La crise permanente de l’hôpital
En janvier 2025, au plus fort de l’épidémie de grippe, les services d’urgence ont connu une nouvelle situation de « tension sanitaire extrême », selon le syndicat Samu Urgences de France. Il a interrogé plus de 130 services d’urgence : 85 % étaient en tension et 30 % ont déclaré des événements désirables graves liés à la surcharge de leurs services.
Le nombre de lits de réanimation, qui ont tant manqué au plus fort de la crise, a augmenté en 2020, pour baisser de nouveau en 2021 (− 1,2 %) et 2022 (− 1,6 %), selon les chiffres de la Direction des études du ministère de la santé. (...)
Le docteur Yannick Gottwalles, chef du pôle des urgences à l’hôpital de Colmar, était aux premières loges quand le covid a dévasté la région Grand Est, à la suite d’un rassemblement évangélique à Mulhouse. Il ne se fait aucune illusion : si son hôpital devait faire face à une autre épidémie de cette ampleur, « ce serait pire ! », s’écrie-t-il. « Aucun enseignement n’a été tiré. Très rapidement, la même politique de gestion économique de l’hôpital est revenue. Les lits ferment faute de personnel. Le Ségur n’a pas suffi : les salaires des soignants restent dérisoires par rapport au reste de l’Europe. » Et à cela s’ajoute, selon lui « une plus grande défiance vis-à-vis de la médecine et de la science ». Cet hiver, il a vu défiler les patient·es grippé·es non vacciné·es. (...)
La population française adhère pourtant à 84 % à la vaccination, un niveau « stable et élevé », selon la dernière étude de Santé publique France. Mais les vaccinations contre la grippe et le covid-19, recommandées au plus de 65 ans, sont à la peine : 54 % se sont vaccinés contre la grippe et 30 % contre le covid-19, en 2023-2024.
Le charlatanisme médical
Le 25 février, avant même d’avoir vu un seul malade, le professeur Raoult annonce, sur la page Facebook de l’Institut hospitalo-universitaire d’épidémiologie qu’il dirige, un « scoop » : le nouveau « coronavirus chinois » serait, selon lui, à l’origine de « l’infection respiratoire la plus facile à traiter. Pas la peine de s’exciter ! ». Avec 500 mg de chloroquine par jour pendant dix jours, il promettait « une amélioration spectaculaire », dans « tous les cas cliniquement positifs ». (...)
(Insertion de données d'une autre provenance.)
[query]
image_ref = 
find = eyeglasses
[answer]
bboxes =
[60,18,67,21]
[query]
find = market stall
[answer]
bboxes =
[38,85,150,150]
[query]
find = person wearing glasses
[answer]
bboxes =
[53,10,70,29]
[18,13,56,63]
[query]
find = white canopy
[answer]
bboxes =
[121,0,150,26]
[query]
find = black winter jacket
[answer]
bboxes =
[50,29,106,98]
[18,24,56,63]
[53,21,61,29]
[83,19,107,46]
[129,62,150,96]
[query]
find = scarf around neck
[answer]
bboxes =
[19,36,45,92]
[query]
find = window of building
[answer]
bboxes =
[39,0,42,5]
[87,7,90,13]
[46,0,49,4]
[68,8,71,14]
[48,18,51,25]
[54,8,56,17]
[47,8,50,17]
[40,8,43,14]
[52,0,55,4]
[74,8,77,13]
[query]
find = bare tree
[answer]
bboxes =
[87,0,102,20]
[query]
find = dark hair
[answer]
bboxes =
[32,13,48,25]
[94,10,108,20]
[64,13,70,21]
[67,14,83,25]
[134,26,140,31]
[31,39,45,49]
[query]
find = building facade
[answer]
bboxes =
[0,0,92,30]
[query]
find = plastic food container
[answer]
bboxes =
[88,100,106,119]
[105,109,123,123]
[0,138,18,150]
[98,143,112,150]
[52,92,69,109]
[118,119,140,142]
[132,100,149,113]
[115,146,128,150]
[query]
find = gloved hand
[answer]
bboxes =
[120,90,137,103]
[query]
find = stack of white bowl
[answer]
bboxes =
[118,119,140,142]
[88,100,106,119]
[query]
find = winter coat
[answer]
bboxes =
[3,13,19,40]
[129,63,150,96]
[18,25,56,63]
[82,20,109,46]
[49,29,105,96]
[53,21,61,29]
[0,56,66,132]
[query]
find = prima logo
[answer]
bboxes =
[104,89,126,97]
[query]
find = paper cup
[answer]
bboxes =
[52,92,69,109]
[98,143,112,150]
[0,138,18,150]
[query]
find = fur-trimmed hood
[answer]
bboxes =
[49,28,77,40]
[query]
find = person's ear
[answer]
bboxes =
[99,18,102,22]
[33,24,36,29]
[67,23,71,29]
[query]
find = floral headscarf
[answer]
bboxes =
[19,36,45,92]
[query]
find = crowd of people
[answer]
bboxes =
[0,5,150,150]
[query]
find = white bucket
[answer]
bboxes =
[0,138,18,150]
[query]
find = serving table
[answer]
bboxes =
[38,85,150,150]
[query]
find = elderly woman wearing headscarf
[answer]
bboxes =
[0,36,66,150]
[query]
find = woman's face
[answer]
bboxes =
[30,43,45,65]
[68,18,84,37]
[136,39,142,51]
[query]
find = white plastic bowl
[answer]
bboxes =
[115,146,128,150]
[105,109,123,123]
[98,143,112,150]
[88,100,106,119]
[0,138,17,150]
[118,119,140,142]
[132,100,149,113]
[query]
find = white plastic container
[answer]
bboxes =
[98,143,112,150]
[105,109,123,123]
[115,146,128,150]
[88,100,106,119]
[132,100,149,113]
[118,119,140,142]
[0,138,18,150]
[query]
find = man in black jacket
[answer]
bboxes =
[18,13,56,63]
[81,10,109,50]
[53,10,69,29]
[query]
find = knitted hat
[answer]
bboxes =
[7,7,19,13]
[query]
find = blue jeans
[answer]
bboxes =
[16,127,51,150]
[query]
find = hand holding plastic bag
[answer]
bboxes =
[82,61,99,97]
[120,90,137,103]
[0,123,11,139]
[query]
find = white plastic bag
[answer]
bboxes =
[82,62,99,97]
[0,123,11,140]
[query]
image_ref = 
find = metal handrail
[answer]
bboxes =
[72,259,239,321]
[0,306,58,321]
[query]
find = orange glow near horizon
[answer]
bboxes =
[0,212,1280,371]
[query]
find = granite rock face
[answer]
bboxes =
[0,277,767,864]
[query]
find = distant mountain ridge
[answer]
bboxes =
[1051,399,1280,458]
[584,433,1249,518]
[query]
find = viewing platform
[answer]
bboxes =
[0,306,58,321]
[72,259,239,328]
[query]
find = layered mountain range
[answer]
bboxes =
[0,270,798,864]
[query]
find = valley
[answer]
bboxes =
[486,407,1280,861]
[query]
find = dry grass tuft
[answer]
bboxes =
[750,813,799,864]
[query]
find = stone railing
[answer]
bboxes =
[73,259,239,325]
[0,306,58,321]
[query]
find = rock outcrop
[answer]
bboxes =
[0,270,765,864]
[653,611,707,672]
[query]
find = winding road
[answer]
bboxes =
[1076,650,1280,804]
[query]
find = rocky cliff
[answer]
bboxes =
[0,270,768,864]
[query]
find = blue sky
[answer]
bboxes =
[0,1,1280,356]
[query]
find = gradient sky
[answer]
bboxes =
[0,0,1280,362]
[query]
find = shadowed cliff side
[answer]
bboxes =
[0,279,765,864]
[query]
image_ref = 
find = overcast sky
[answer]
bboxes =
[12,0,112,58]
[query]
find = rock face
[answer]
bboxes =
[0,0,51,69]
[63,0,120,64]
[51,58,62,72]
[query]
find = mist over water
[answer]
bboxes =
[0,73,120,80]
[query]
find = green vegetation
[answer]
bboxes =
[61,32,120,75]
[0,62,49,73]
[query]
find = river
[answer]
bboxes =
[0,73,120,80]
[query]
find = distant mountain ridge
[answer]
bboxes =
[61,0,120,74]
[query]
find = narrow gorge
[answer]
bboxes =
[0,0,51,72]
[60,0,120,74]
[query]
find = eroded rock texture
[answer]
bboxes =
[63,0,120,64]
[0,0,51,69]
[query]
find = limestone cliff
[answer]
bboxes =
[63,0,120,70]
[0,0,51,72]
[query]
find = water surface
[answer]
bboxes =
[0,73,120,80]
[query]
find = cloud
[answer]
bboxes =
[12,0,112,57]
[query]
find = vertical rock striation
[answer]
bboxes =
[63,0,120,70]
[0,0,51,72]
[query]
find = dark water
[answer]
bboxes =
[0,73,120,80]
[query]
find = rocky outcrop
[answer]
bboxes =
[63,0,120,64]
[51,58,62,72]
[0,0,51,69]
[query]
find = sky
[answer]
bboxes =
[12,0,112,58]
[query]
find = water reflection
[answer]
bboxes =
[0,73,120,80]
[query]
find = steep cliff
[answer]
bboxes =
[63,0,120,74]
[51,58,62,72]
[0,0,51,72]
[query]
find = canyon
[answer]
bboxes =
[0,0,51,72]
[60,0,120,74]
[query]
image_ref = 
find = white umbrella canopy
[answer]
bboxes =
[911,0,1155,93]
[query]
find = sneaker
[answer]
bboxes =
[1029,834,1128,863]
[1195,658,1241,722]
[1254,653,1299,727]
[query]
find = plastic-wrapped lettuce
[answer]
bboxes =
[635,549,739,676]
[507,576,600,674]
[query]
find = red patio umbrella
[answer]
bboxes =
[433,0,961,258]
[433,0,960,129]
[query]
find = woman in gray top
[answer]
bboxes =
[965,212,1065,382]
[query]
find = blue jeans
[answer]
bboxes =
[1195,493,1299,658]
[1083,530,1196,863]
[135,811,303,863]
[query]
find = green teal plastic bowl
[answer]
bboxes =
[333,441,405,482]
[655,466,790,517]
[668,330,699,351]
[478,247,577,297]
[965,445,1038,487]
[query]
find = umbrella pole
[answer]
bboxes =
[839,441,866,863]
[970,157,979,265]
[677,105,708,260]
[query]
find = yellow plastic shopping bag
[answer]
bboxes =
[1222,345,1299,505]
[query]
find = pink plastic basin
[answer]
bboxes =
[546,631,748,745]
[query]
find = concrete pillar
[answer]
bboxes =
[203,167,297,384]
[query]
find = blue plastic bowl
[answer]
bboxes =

Une zoonose ou une fuite de laboratoire ? (...)
Que l’une ou l’autre thèse se vérifie ne change rien : aucune leçon n’a été tirée. « En Chine, des expériences récentes ont eu lieu sur un MERS-CoV de chauve-souris, capable d’infecter des cellules humaines, rapporte le virologue Étienne Decroly. Tout cela dans un laboratoire P2, soit des conditions de sécurité insuffisantes pour ce type d’expériences. On a besoin d’une réglementation internationale. » Et l’homme continue son entreprise de prédation du vivant, quels qu’en soient les risques.